El cierre y derribo del Chofre fue lamentado por la inmensa mayoría de los donostiarras. "El Diario Vasco" comenzaba un editorial el 2 de septiembre así: "Estamos en pleno verano y, sin embargo, un aire de melancolía envuelve esta fecha". Y el editorial terminaba con estas líneas: "¿Qué va a pasar el año próximo? Esta es la pregunta que nos hacemos y con nosotros todos los donostiarras. El tiempo urge si queremos que el próximo verano haya corridas de toros en San Sebastián. Y esto lo queremos todos los donostiarras, aficionados a la fiesta o no, como también queremos que la nueva plaza sea digna de la ciudad y digna continuadora del Chofre que hoy, por última vez, abre sus puertas tras setenta años de historia taurina".
Cuando escribo estas líneas, veinte años después, seguimos sin plaza. Se lo seguimos agradeciendo al Ayuntamiento que presidió don Felipe de Ugarte y Lambert.
Hubo también en nuestro siglo una plaza, muchísimo más modesta que la del Chofre, en Martutene. Fue la primera plaza de toros cubierta que se levantaba en España. Abrió sus puertas el miércoles 13 de mayo de 1908 con un concierto extraordinario de la Orquesta Filarmónica de Berlín dirigida por el maestro Ricardo Strauss. Se daba la coincidencia que ese mismo día de 1901 esta orquesta, dirigida en aquella ocasión por el maestro Nihisch, había dado un concierto en nuestro teatro Principal.
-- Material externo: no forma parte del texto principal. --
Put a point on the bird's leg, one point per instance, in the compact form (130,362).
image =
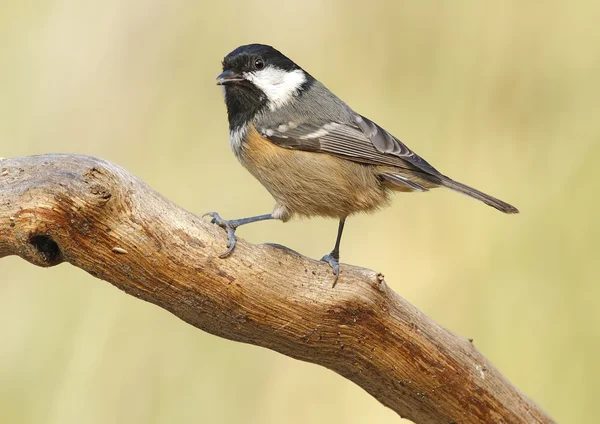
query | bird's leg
(333,259)
(231,225)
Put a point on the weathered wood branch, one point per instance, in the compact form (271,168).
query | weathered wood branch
(98,217)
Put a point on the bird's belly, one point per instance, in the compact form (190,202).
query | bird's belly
(308,183)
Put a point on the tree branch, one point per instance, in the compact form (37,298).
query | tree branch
(100,218)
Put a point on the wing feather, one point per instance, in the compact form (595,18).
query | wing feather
(361,140)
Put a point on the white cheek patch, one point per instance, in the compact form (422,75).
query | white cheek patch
(278,85)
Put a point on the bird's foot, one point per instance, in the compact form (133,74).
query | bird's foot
(334,262)
(229,226)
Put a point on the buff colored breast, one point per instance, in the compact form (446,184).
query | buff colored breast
(311,184)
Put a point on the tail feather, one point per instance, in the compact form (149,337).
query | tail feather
(485,198)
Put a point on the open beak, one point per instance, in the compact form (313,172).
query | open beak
(229,77)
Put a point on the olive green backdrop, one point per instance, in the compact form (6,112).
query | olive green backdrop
(500,95)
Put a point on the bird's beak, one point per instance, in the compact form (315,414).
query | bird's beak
(229,77)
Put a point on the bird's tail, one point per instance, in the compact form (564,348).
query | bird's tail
(485,198)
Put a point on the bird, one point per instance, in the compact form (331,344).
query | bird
(314,154)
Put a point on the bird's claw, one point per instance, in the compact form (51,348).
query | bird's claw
(228,226)
(334,263)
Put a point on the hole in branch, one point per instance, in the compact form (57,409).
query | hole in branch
(47,248)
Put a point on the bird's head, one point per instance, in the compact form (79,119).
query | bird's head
(257,75)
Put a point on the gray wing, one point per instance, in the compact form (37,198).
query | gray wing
(360,140)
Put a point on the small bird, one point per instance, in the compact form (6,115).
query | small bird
(313,152)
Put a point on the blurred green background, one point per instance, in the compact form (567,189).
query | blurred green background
(500,95)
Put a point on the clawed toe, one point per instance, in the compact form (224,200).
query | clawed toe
(228,226)
(335,266)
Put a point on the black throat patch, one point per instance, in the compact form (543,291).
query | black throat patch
(244,101)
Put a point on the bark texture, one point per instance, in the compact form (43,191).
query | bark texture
(98,217)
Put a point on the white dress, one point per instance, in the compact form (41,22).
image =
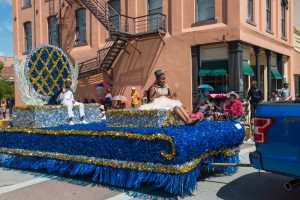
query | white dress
(162,102)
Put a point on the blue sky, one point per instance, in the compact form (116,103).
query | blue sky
(6,33)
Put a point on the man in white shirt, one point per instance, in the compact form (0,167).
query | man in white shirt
(66,98)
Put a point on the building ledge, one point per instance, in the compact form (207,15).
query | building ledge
(80,44)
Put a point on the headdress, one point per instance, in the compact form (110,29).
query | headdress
(158,73)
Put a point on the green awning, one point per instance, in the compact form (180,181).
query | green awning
(214,68)
(247,69)
(275,73)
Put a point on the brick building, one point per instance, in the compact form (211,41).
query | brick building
(8,70)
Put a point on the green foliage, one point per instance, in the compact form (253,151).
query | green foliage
(6,89)
(1,65)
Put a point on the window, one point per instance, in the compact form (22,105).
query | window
(28,36)
(205,10)
(26,3)
(114,11)
(154,7)
(53,30)
(81,26)
(269,15)
(250,10)
(284,7)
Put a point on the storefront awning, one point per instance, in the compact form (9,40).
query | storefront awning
(214,68)
(275,73)
(247,69)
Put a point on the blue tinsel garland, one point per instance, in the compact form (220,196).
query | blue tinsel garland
(190,143)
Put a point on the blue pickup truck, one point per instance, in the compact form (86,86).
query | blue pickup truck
(277,139)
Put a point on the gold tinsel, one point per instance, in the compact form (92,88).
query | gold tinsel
(158,168)
(152,137)
(132,112)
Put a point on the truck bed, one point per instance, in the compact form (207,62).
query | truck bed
(280,152)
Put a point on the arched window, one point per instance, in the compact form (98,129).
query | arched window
(154,7)
(81,26)
(205,10)
(53,30)
(250,10)
(28,36)
(284,7)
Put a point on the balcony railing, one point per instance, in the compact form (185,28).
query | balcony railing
(153,23)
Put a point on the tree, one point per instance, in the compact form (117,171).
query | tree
(6,89)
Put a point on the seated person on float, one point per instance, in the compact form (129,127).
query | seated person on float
(161,99)
(65,97)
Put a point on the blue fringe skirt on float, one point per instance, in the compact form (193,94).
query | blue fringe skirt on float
(169,157)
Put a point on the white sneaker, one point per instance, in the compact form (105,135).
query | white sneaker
(83,122)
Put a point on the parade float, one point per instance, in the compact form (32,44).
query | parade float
(130,148)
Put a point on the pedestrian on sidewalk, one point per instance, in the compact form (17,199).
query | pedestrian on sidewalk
(135,98)
(234,107)
(285,92)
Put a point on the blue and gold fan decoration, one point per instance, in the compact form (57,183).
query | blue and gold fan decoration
(43,73)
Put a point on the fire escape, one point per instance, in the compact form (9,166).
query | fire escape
(122,30)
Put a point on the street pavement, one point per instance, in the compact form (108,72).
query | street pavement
(246,184)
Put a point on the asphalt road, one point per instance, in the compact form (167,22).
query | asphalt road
(246,184)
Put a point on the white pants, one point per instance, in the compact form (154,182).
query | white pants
(70,105)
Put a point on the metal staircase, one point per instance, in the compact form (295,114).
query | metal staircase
(122,30)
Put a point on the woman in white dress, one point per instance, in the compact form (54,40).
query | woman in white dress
(161,99)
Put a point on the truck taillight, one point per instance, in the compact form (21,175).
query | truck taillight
(261,126)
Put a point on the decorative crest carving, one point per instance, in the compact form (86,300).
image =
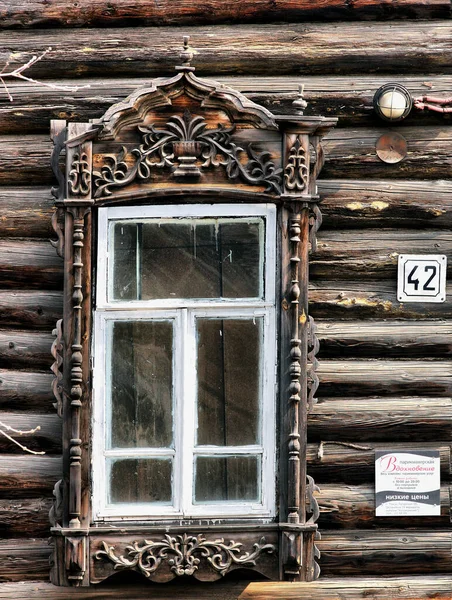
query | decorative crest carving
(296,171)
(185,142)
(183,554)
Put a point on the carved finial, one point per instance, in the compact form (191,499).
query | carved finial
(186,56)
(300,103)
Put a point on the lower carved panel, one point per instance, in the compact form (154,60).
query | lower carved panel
(162,556)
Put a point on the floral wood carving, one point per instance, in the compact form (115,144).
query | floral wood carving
(184,554)
(296,171)
(79,180)
(186,141)
(57,350)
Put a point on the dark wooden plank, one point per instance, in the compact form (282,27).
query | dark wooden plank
(30,263)
(98,13)
(364,552)
(381,419)
(47,438)
(30,309)
(27,476)
(26,390)
(370,300)
(373,254)
(353,588)
(390,203)
(288,49)
(25,349)
(353,507)
(393,339)
(384,377)
(26,517)
(353,463)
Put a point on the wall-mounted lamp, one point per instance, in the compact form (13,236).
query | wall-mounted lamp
(392,102)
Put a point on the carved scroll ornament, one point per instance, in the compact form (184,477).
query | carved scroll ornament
(183,554)
(185,142)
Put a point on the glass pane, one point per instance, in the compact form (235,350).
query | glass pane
(141,480)
(188,258)
(227,478)
(229,381)
(141,384)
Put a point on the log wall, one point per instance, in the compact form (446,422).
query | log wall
(385,370)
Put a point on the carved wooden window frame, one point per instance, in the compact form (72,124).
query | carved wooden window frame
(161,145)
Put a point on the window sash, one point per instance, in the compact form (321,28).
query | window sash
(184,386)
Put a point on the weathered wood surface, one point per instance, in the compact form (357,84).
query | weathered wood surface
(25,349)
(31,264)
(384,377)
(353,462)
(378,419)
(99,13)
(370,300)
(388,339)
(27,476)
(37,310)
(26,211)
(372,254)
(347,97)
(356,588)
(353,507)
(47,438)
(294,49)
(29,390)
(25,518)
(364,552)
(364,203)
(350,153)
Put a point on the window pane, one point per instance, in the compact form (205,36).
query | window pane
(141,480)
(227,478)
(229,381)
(141,384)
(189,258)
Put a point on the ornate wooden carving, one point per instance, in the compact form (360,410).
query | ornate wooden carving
(183,553)
(185,136)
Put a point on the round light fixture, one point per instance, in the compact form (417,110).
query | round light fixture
(392,102)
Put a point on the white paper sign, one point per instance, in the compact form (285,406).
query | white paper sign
(422,278)
(407,483)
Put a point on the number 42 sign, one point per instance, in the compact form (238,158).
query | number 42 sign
(422,278)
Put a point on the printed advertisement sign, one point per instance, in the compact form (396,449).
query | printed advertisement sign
(407,483)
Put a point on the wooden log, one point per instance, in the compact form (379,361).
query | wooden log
(117,13)
(411,204)
(370,300)
(350,153)
(347,97)
(381,419)
(353,463)
(353,507)
(352,588)
(26,390)
(25,349)
(373,254)
(28,476)
(36,310)
(47,438)
(26,517)
(24,560)
(403,551)
(30,263)
(391,339)
(384,377)
(288,49)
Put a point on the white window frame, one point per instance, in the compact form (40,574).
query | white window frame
(184,313)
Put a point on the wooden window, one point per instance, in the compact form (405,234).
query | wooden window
(185,362)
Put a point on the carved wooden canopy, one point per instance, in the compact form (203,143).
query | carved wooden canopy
(185,139)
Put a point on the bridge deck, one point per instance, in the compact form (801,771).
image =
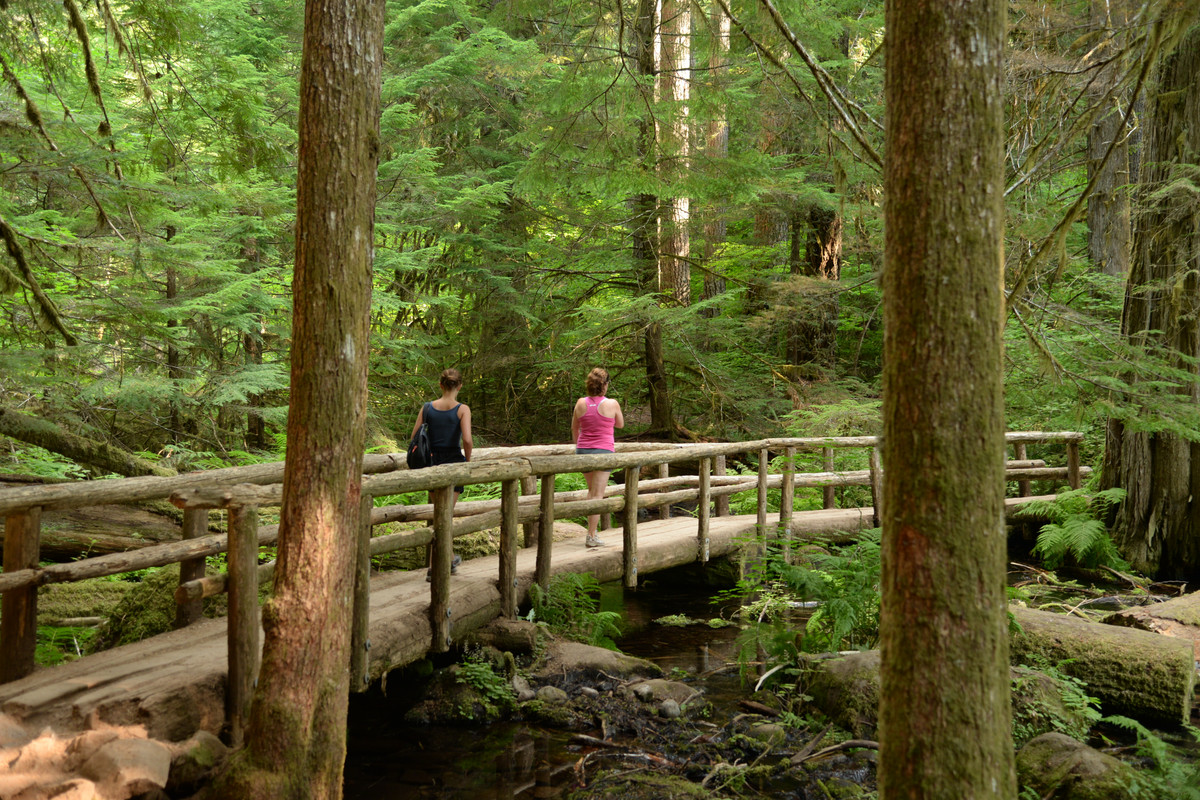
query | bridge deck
(174,683)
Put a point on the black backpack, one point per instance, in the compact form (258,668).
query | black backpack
(420,455)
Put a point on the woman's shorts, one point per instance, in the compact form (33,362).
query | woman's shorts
(448,457)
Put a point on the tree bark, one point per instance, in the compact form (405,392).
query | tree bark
(297,732)
(945,711)
(1158,524)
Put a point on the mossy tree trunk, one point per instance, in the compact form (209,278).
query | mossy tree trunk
(1158,524)
(945,710)
(297,734)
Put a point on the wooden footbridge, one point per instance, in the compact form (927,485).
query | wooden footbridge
(201,675)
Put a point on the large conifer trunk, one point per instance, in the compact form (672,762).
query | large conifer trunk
(297,733)
(1158,524)
(945,708)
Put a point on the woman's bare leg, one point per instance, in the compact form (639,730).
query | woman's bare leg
(597,483)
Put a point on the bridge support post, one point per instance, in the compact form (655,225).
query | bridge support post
(702,503)
(545,533)
(1073,475)
(196,524)
(529,486)
(876,487)
(723,501)
(510,492)
(439,569)
(763,465)
(243,625)
(18,609)
(831,492)
(665,509)
(1019,453)
(787,500)
(630,528)
(360,629)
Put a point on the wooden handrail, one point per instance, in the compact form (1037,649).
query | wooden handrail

La nueva plaza la había construido la empresa "Jostalekua", que se proponía explotarla dando espectáculos de categoría, conciertos, novilladas, alguna corrida de toros y funciones de circo.
La plaza era una coquetería arquitectónica, con una capacidad para 4.000 espectadores. El anillo tenía 32 metros de diámetro. Disponía de catorce palcos además del presidencial, y cinco tendidos con escaleras y accesos independientes. Tenía dos andanadas, una grada corrida de tres filas que ocupaba media plaza y encima de esa grada quedaba un paseo corrido de 1,50 metros de anchura. Los palcos sencillos tenían capacidad para once personas y los dobles para veintidós. En los tendidos había una parte de preferencia.
Lo más notable era la cubierta, construida en la casa de la viuda de Urcola. Estaba formada por una armadura metálica, compuesta de cuatro vigas principales que convergían en un punto cuya proyección era el centro del ruedo. La armadura iba arriostrada por tres series de vigas curvas apoyadas en columnas metálicas. La superficie de la cubierta era de 500 metros cuadrados y terminaba por una cristalería que permitía el paso de la luz en abundancia. El resto era de madera protegida con tela embreada para evitar toda permeabilidad. El tendido y la galería tenían su cubierta independiente sobre la cual iba el tejado. Las dependencias cumplían los reglamentos para cosos taurinos. Disponía de dos corrales y seis chiqueros y la enfermería tenía capacidad para tres camas.
El día de la inauguración la plaza estaba adornada con colgaduras de los colores nacionales. Se habían colocado en el ruedo 1.500 sillas. Pese a la calidad del concierto y a la baratura de los precios -los palcos costaban veinte pesetas, los tendidos preferentes 2,50, las delanteras de tendido y las gradas dos, los asientos de andanada una peseta y los paseos cincuenta céntimos- sólo se registró tres cuartos de entrada. El domingo 17 de mayo dio un concierto el Orfeón Donostiarra y el domingo 7 de junio hubo una novillada. La plaza se cerró en 1923.